MOVSS problems - by Michal Řeháček

Status : 

 


0
0
Sign in
to vote
ID 282486 Comments
Status Active Workarounds
Type Bug Repros 0
Opened 6/12/2007 7:49:56 AM
Access Restriction Public

Description

The compiler generates wrong code when using _mm_move_ss and when certain optimizations are turned on. This is what happens:

1. _mm_move_ss generates a MOVSS instruction from memory to XMM register. The register holds the expected result, i.e. the value being loaded in the first element and zeroes in the remaining elements.
2. Some other code uses different XMM registrers.
3. another MOVSS instruction is generated, this time it moves the low-order doubleword from the register used in step 1 to a different register that was trashed in step 2. So this new register now contains the expected floating point value in the low-order doubleword and trash in the remaining elements.
4. This new register with three of the four elements containing trash values are used in calculation.
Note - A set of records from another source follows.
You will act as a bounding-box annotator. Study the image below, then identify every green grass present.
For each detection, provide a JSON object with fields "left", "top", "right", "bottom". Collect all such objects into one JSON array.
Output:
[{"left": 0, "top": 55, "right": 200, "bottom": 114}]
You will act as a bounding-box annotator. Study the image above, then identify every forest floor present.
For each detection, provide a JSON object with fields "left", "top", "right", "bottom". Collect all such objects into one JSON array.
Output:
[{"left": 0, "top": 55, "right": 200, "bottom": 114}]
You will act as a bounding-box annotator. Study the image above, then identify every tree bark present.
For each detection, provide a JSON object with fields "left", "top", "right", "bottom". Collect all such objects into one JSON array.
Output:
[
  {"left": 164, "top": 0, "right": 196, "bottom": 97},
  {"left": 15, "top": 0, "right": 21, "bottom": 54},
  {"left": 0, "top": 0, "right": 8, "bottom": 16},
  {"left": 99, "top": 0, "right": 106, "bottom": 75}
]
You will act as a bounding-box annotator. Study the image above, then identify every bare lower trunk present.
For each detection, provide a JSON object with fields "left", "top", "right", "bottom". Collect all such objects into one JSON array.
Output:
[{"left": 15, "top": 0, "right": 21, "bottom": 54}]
The sample code that demonstrates this problem is fairly complex; a lot of things seem to have an effect on this, including some asserts, the exact type of optimizations, the fact that some functions are defined in a different source module than the one they are called from, and so on.

Once I post this bug report, I will attach a ZIP file containing a visual studio project with all the necessary files (about 10KB of headers and CPP files in total). The ZIP file also contains the generated COD files from my machine.

The problem occurs in Orcas as well, but be warned - when upgrading the project file, it turned off optimizations, so if you're gonna try this in Orcas, you will need to set Optimization back to Maximize Speed.

If you need more details about the problem or a better explanation of what's going on, let me know.
Sign in to post a comment.
Posted by Michal Řeháček on 11/20/2007 at 5:51 AM
I am also not aware of any other occurences than in _mm_load_ss or _mm_load_sd.

And thank you for the fix!
Posted by Microsoft on 11/16/2007 at 11:16 AM
Hello,

The fix for this bug has been checked into the sources for VS 2008 Service Pack 1 and beyond. I fixed both _mm_load_ss and _mm_load_sd which had the same problem. I looked for other intrinsics that had the same problem but didn't find any more than these two, so if I missed yet another occurance of the bug please report it.
Posted by Microsoft on 11/5/2007 at 7:30 PM
Hello,

Just an update to let you know that I wrote a fix for this bug (a couple weeks ago now) and that the bug report has now been re-triaged and it is now planned to be included in VS 2008 Service Pack 1.
Posted by Microsoft on 10/3/2007 at 1:57 PM
Since customer has satisfactory workaround and this is a narrow scenario this bugfix has been rejected for VS 2008, it will be re-triaged for SP1.
Posted by Michal Řeháček on 10/1/2007 at 8:26 AM
Hello,

Thank you for getting back to this problem.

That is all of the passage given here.